The three-month drop reported by the Commerce Department, combined with a 4.8 percent dip from January through March, officially placed the U.S. economy, the world's largest, into a recession as it struggles to regain its footing. The unchecked pandemic, with a surging number of new cases, has left more than 150,000 Americans dead and infected more than 4.4 million.
The economic effects of the virus continue unabated, with the Labor Department reporting that another 1.4 million workers filed for unemployment compensation last week, a pace of jobless benefit claims that has now held steady for weeks. About 17 million U.S. workers remain unemployed and, since March, 53.8 million people have collected unemployment insurance at one time or another.
Now, the millions still unemployed are facing an imminent new peril to their financial well-being. The White House and Congress are deadlocked in negotiations over whether to extend the US$600-a-week federal boost to less generous state unemployment benefits that expire Friday and what the ongoing payments, if any, should be.
President Donald Trump and Republican lawmakers are looking to immediately cut the federal boost by two-thirds, to $200 a week, while saying they hope eventually to set the benefit claims at 70 percent of workers' former wages. Democratic lawmakers want to keep the current $600-a-week extra payments through the end of 2020.
Federal Reserve Chair Jerome Powell said Wednesday the new surge in confirmed coronavirus infections poses new threats to the economy. Millions of workers have returned to their jobs but thousands of employers have also continued to lay off workers or pause reopening their doors as the virus spreads, particularly in such large states as Florida, Texas and California.
"On balance, it looks like the data are pointing to a slowing in the pace of the recovery," Powell said. "I want to stress it's too early to say both how large that is and how sustained it will be." Powell said some measures of consumer spending, such as debit card and credit card use, have fallen since late June when coronavirus infections jumped after easing in previous weeks.

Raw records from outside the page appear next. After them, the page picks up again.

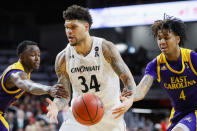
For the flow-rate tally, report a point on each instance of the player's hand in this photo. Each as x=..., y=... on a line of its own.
x=52, y=111
x=127, y=102
x=125, y=93
x=58, y=91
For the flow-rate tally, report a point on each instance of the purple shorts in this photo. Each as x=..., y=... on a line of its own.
x=3, y=124
x=188, y=120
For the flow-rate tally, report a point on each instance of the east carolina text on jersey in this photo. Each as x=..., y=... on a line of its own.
x=85, y=69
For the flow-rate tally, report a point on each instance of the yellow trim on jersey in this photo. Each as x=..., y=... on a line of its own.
x=16, y=65
x=5, y=123
x=185, y=53
x=196, y=118
x=192, y=67
x=158, y=69
x=171, y=116
x=174, y=71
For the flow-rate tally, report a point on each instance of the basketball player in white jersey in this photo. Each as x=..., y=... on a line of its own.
x=91, y=64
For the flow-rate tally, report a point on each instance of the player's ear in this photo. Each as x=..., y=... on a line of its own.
x=21, y=57
x=178, y=39
x=87, y=26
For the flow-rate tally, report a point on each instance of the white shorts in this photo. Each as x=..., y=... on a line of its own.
x=108, y=123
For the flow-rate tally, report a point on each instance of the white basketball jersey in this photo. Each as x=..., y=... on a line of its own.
x=93, y=73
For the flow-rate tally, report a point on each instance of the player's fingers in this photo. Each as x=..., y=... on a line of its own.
x=117, y=110
x=49, y=101
x=119, y=115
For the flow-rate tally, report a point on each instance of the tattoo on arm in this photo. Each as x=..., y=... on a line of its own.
x=143, y=87
x=113, y=57
x=63, y=78
x=60, y=103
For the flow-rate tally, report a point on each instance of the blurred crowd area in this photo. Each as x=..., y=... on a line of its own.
x=29, y=113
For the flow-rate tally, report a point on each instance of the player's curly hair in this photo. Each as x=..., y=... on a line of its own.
x=76, y=12
x=172, y=24
x=23, y=46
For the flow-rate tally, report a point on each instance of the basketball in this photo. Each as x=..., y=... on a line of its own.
x=88, y=109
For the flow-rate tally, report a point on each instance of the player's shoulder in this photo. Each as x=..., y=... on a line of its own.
x=107, y=45
x=61, y=57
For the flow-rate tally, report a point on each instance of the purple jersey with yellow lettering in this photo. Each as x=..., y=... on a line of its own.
x=179, y=79
x=7, y=97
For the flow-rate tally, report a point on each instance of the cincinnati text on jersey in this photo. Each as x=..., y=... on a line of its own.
x=85, y=69
x=179, y=83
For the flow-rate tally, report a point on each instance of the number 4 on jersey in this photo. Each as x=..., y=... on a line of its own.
x=182, y=95
x=93, y=83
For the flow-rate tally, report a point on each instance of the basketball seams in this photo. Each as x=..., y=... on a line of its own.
x=87, y=109
x=75, y=113
x=96, y=106
x=86, y=112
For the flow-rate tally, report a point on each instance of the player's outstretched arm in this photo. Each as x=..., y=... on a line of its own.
x=63, y=78
x=21, y=80
x=113, y=57
x=59, y=103
x=143, y=87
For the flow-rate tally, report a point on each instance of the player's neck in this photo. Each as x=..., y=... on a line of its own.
x=85, y=46
x=174, y=56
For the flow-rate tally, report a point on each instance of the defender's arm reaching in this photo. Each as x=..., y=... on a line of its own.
x=113, y=57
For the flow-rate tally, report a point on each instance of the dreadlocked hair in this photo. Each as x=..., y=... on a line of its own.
x=172, y=24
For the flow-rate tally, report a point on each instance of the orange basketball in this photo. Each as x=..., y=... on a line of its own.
x=88, y=109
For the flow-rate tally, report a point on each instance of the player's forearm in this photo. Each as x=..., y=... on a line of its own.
x=33, y=88
x=143, y=87
x=61, y=103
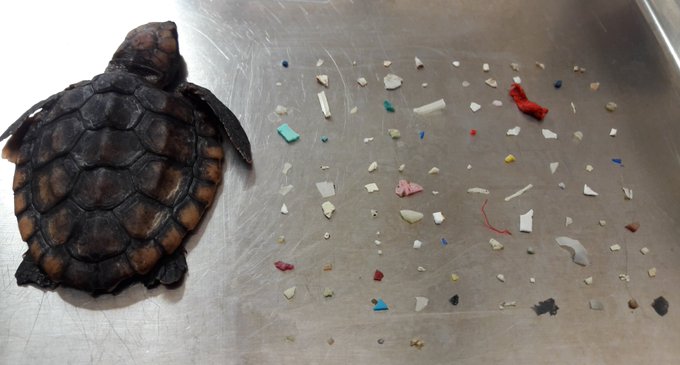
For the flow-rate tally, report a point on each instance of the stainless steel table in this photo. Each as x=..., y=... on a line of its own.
x=231, y=309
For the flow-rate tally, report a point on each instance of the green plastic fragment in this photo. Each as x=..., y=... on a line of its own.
x=388, y=106
x=287, y=133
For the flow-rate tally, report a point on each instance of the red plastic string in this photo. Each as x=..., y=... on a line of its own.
x=525, y=105
x=488, y=225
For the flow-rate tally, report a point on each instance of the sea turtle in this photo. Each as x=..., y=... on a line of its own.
x=112, y=173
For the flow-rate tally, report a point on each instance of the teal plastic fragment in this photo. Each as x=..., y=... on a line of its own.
x=380, y=306
x=287, y=133
x=388, y=106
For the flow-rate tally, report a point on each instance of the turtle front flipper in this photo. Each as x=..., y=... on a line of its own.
x=29, y=273
x=201, y=96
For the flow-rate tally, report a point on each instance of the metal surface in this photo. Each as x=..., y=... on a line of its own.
x=231, y=309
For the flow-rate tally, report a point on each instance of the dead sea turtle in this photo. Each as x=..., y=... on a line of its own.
x=112, y=173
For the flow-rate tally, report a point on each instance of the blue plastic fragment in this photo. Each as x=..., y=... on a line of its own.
x=380, y=306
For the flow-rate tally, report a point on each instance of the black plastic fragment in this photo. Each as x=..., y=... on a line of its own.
x=660, y=305
x=546, y=306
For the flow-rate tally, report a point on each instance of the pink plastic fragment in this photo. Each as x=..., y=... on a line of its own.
x=405, y=188
x=283, y=266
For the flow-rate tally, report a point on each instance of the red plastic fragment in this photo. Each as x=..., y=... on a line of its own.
x=405, y=188
x=378, y=275
x=525, y=105
x=283, y=266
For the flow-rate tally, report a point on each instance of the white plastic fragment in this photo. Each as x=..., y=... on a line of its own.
x=431, y=107
x=628, y=193
x=421, y=303
x=289, y=293
x=322, y=79
x=286, y=167
x=513, y=131
x=438, y=218
x=554, y=166
x=392, y=81
x=411, y=216
x=588, y=191
x=579, y=253
x=281, y=110
x=495, y=245
x=526, y=221
x=519, y=192
x=419, y=63
x=325, y=109
x=328, y=209
x=548, y=134
x=326, y=188
x=372, y=187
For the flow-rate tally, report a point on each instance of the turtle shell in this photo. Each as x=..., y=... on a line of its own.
x=111, y=178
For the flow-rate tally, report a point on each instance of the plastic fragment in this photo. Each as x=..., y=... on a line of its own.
x=495, y=245
x=513, y=131
x=548, y=134
x=328, y=209
x=526, y=221
x=405, y=188
x=579, y=253
x=431, y=107
x=289, y=293
x=519, y=192
x=380, y=306
x=633, y=227
x=554, y=166
x=284, y=266
x=322, y=79
x=478, y=191
x=546, y=306
x=588, y=191
x=372, y=187
x=525, y=105
x=288, y=134
x=596, y=305
x=660, y=305
x=326, y=188
x=438, y=218
x=392, y=81
x=388, y=106
x=421, y=303
x=411, y=216
x=325, y=109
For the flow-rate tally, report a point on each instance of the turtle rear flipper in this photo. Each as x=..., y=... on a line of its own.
x=29, y=273
x=200, y=95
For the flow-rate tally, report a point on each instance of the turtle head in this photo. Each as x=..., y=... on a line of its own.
x=152, y=52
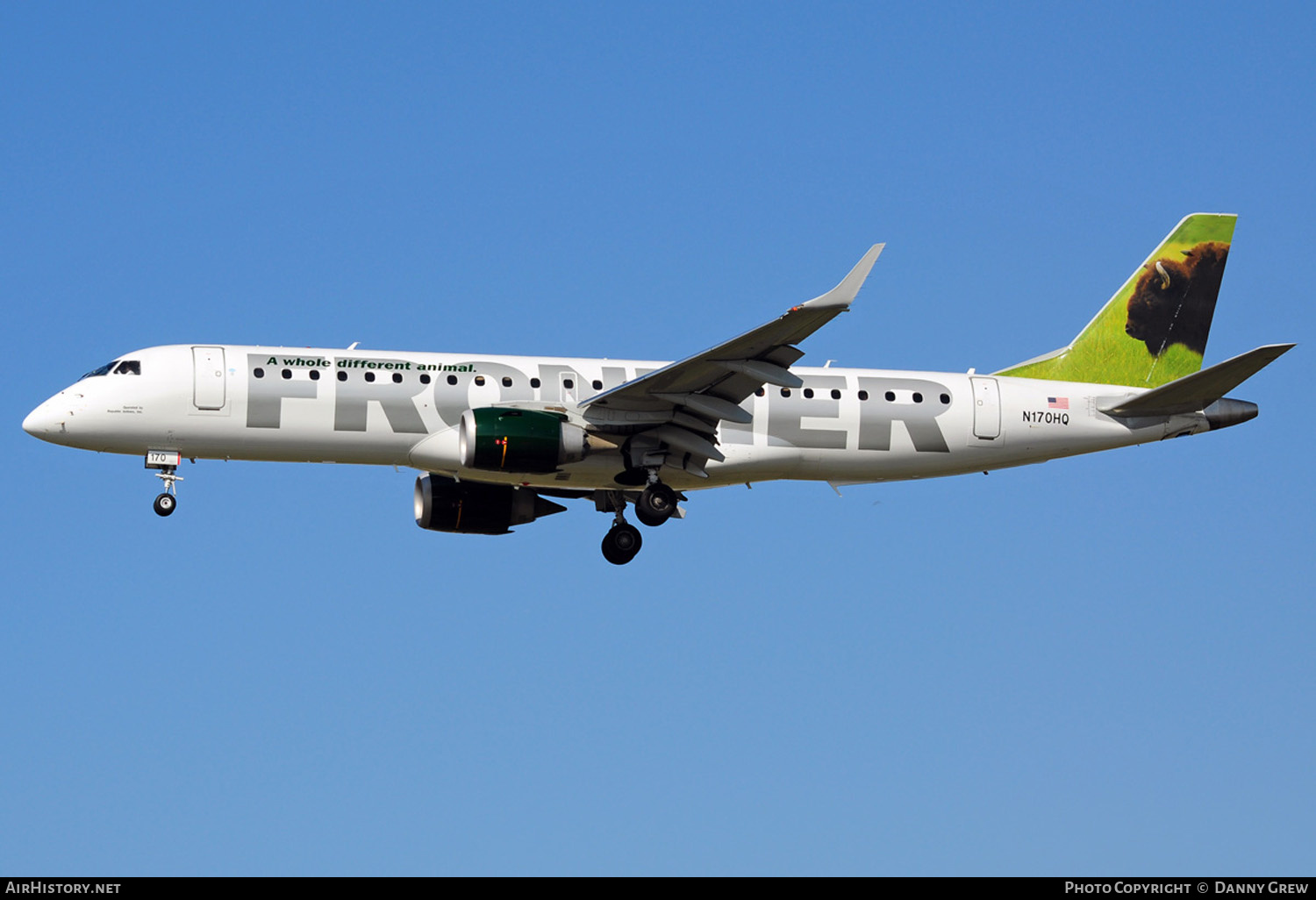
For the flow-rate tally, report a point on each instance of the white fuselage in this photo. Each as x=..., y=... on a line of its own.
x=402, y=408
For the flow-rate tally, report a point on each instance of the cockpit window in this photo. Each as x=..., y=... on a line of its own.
x=103, y=370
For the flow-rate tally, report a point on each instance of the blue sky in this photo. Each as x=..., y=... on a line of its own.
x=1094, y=666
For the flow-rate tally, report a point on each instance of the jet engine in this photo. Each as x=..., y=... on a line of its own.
x=444, y=504
x=503, y=439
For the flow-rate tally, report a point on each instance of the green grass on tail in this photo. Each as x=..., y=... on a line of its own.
x=1105, y=354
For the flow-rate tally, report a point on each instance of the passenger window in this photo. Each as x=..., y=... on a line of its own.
x=102, y=370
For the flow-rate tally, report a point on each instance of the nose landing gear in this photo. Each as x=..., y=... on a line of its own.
x=166, y=502
x=166, y=465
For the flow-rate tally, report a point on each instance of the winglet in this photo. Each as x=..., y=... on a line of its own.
x=845, y=292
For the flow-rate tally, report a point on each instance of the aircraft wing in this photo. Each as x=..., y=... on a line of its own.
x=678, y=407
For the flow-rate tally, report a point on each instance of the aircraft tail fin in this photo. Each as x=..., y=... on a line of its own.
x=1155, y=329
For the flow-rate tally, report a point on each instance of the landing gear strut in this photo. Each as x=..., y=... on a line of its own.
x=657, y=504
x=623, y=541
x=168, y=500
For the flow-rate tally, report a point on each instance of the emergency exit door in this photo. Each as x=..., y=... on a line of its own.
x=208, y=378
x=986, y=408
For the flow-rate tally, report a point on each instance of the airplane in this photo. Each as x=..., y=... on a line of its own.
x=497, y=439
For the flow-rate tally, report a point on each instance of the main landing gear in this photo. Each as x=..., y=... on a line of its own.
x=655, y=504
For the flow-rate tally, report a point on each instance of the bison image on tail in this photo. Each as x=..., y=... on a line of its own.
x=1174, y=300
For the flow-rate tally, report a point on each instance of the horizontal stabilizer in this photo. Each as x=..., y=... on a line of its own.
x=1199, y=389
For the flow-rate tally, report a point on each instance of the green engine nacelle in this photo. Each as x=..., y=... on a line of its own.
x=502, y=439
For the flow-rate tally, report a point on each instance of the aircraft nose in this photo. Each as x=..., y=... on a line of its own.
x=44, y=421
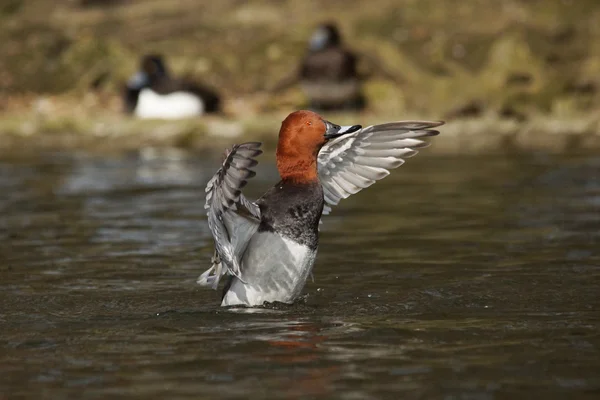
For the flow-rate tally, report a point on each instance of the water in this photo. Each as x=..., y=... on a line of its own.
x=455, y=278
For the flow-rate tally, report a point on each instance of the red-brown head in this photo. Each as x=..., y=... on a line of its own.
x=301, y=136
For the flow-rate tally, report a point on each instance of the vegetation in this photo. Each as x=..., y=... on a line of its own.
x=64, y=62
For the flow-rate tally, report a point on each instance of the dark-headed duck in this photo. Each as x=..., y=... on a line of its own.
x=153, y=93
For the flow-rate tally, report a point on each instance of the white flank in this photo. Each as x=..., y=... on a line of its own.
x=274, y=268
x=168, y=106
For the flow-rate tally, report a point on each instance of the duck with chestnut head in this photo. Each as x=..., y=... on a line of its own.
x=266, y=249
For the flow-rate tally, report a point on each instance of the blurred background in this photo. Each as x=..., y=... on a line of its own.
x=519, y=68
x=471, y=272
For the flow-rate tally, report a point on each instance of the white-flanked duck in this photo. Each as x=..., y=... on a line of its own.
x=153, y=93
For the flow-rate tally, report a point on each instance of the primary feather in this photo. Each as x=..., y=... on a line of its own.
x=232, y=218
x=355, y=161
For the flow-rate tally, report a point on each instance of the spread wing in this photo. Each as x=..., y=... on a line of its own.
x=355, y=161
x=232, y=218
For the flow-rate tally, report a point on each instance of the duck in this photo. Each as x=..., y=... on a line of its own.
x=327, y=74
x=153, y=93
x=265, y=249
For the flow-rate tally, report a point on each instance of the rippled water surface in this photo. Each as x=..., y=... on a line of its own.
x=457, y=278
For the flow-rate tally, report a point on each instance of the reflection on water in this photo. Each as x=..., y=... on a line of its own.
x=454, y=278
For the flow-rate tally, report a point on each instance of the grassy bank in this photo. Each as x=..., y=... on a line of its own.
x=516, y=73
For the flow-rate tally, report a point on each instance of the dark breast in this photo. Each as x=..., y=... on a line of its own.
x=293, y=210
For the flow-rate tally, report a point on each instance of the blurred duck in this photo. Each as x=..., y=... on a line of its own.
x=152, y=93
x=329, y=73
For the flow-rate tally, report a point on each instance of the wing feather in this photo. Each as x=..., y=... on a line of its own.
x=355, y=161
x=232, y=218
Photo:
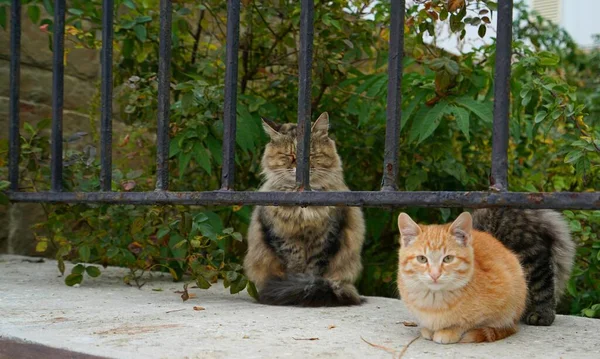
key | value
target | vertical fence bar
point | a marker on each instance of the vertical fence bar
(230, 108)
(164, 78)
(13, 107)
(394, 99)
(58, 78)
(107, 83)
(499, 172)
(304, 95)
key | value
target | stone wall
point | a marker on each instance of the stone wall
(81, 85)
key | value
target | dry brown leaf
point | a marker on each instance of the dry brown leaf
(455, 4)
(406, 346)
(174, 310)
(185, 295)
(389, 350)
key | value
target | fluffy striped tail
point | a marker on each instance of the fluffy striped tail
(563, 249)
(308, 291)
(488, 334)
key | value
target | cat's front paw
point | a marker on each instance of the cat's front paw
(447, 336)
(426, 333)
(540, 318)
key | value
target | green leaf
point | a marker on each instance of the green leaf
(251, 288)
(163, 232)
(202, 156)
(33, 11)
(73, 279)
(548, 58)
(482, 30)
(238, 286)
(184, 161)
(48, 6)
(237, 236)
(173, 274)
(416, 101)
(432, 120)
(61, 266)
(85, 253)
(128, 46)
(112, 251)
(483, 110)
(174, 148)
(214, 146)
(416, 177)
(78, 269)
(140, 32)
(76, 12)
(129, 3)
(143, 19)
(573, 156)
(207, 231)
(462, 120)
(4, 199)
(92, 271)
(41, 246)
(540, 116)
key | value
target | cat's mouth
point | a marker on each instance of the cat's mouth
(435, 286)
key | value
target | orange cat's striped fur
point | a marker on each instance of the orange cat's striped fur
(463, 285)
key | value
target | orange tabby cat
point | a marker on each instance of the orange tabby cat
(463, 285)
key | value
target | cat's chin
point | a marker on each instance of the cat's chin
(436, 286)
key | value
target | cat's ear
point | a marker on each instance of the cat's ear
(462, 228)
(321, 124)
(409, 229)
(271, 128)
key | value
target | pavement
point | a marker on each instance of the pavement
(42, 317)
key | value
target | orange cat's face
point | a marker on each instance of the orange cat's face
(436, 257)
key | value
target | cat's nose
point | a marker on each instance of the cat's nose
(435, 275)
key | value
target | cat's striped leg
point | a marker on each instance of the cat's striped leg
(261, 263)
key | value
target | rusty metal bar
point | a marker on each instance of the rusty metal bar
(499, 172)
(164, 102)
(558, 200)
(14, 137)
(394, 99)
(107, 83)
(230, 107)
(304, 95)
(58, 79)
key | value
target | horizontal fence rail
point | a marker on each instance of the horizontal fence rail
(389, 196)
(558, 200)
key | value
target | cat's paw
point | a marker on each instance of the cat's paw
(540, 318)
(426, 333)
(447, 336)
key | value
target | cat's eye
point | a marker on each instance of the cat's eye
(448, 259)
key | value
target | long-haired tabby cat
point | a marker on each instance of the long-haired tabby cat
(304, 256)
(542, 241)
(463, 285)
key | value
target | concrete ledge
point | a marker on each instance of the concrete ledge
(104, 317)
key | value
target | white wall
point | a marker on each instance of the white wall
(581, 20)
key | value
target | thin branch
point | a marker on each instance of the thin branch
(197, 36)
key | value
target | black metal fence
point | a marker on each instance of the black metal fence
(389, 196)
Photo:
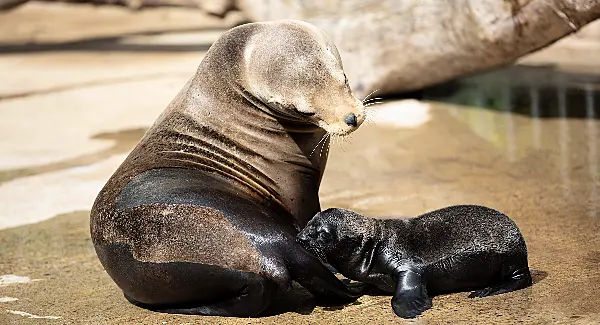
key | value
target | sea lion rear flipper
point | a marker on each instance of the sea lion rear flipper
(518, 279)
(310, 273)
(410, 298)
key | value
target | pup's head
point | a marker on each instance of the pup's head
(334, 235)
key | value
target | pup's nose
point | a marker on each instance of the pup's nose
(351, 119)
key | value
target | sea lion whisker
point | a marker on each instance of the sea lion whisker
(374, 91)
(371, 99)
(318, 143)
(321, 151)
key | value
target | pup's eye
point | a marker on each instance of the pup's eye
(325, 235)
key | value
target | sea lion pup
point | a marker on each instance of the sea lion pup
(458, 248)
(201, 217)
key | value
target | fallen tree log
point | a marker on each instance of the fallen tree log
(214, 7)
(404, 45)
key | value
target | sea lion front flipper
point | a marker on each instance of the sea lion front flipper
(518, 279)
(410, 298)
(310, 273)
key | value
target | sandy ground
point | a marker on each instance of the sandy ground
(79, 86)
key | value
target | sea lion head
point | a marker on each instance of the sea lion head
(335, 235)
(295, 69)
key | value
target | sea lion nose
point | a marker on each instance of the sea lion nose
(351, 119)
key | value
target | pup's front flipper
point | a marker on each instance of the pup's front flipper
(411, 298)
(310, 273)
(518, 279)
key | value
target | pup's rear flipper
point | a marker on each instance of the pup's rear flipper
(519, 279)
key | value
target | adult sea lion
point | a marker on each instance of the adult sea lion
(458, 248)
(201, 217)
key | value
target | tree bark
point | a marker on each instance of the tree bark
(404, 45)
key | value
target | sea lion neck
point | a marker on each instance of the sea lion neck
(226, 128)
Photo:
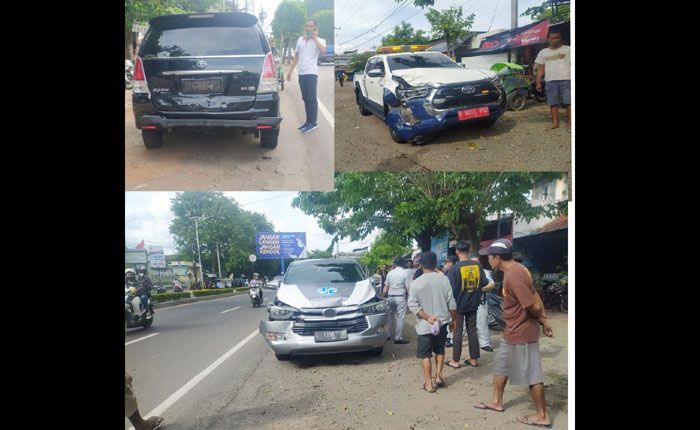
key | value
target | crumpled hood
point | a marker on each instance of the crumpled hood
(437, 76)
(326, 295)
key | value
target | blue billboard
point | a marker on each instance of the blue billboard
(280, 245)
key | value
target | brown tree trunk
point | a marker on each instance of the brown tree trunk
(128, 43)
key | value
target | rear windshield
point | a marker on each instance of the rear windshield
(323, 272)
(204, 41)
(420, 60)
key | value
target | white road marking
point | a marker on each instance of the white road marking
(197, 379)
(194, 303)
(140, 339)
(326, 114)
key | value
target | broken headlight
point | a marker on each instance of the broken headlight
(412, 93)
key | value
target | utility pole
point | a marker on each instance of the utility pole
(218, 259)
(513, 24)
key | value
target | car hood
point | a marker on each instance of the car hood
(438, 76)
(326, 295)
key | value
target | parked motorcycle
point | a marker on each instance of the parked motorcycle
(555, 292)
(128, 74)
(136, 317)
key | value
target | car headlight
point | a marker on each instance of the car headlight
(412, 93)
(374, 308)
(282, 312)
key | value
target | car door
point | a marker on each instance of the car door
(375, 91)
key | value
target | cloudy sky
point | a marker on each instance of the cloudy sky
(148, 216)
(355, 17)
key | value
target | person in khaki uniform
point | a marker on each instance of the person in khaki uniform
(131, 408)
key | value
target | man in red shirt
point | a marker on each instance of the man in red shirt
(518, 356)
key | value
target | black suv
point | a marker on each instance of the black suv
(206, 70)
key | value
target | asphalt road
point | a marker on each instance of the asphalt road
(208, 368)
(226, 160)
(189, 339)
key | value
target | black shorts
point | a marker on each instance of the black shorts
(427, 343)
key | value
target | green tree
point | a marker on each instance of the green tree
(553, 12)
(313, 6)
(324, 22)
(383, 251)
(420, 205)
(288, 23)
(359, 60)
(404, 34)
(450, 25)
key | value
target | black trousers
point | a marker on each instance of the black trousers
(472, 336)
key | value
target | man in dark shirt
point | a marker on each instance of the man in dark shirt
(467, 279)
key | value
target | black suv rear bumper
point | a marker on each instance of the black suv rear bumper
(264, 114)
(161, 122)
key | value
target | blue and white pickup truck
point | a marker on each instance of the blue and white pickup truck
(417, 94)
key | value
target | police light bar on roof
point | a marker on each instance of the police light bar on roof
(401, 48)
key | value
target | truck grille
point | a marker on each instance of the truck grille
(308, 328)
(451, 96)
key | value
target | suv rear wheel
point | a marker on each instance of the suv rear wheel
(268, 139)
(152, 138)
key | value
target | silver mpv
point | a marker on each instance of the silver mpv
(325, 306)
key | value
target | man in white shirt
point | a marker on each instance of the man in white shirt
(396, 291)
(554, 63)
(308, 48)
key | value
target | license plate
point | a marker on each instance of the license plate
(330, 335)
(473, 113)
(203, 86)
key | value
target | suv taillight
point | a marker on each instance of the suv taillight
(139, 78)
(268, 77)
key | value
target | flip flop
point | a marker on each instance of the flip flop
(440, 384)
(157, 421)
(430, 391)
(485, 406)
(526, 420)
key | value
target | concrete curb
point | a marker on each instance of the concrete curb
(170, 303)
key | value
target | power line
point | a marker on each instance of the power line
(391, 12)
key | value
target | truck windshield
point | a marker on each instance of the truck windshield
(420, 61)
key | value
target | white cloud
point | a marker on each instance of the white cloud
(355, 17)
(148, 217)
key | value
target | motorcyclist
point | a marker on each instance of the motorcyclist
(131, 285)
(256, 282)
(144, 288)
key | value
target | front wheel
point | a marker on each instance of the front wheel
(268, 139)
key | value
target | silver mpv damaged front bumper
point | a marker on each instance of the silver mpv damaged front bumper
(283, 340)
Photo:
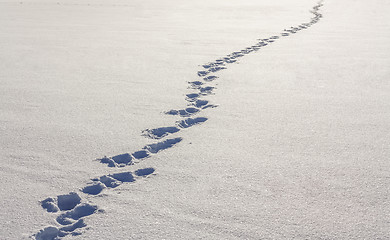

He said labor market indicators signal slower job growth and that hotel occupancy rates have flattened. Powell said Americans are not going to restaurants, gas stations and beauty salons as much as they had been earlier this summer. He said a full economic recovery depends on the country's ability to control the virus, something it has been unable to do so far. "A full recovery is unlikely until people are confident that it's safe to engage in a broad range of economic activities," Powell said at a news conference.
Lawmakers have voiced support or opposition to a wide range of coronavirus economic aid proposals. Some want to send another round of $1,200 stimulus payments to most adults in the country, even as some Republican lawmakers have expressed concerns about the country's ever-increasing national debt that now totals more than $26 trillion. Some lawmakers have called for incentive payments to returning workers, some of whom have collected more in unemployment benefits than from their earnings while working.
Trump, facing a difficult re-election contest in November against former Vice President Joe Biden, said the coronavirus pandemic in the U.S. "will probably, unfortunately, get worse before it gets better." But Trump is predicting the economy will regain strength later this year and into 2021.
The southern tier of U.S. states that had escaped the brunt of the pandemic in March and April has been particularly hard hit. Their governors reopened businesses -- too soon, some now acknowledge -- and younger people started socializing in public again at bars and restaurants without embracing such preventive practices as wearing a face mask or social distancing themselves from others by at least two meters.
Now, some state governors are ordering these businesses shut down again. Investment bank Goldman Sachs said 70 percent of the country has either reversed reopening plans or delayed them.
Key U.S. economic officials are predicting the country's full recovery from the pandemic will take a lengthy period, extending well into 2021. The Federal Reserve has predicted that U.S. unemployment will improve to 9.3 percent by the end of 2020 and to 6.5 percent by the end of next year.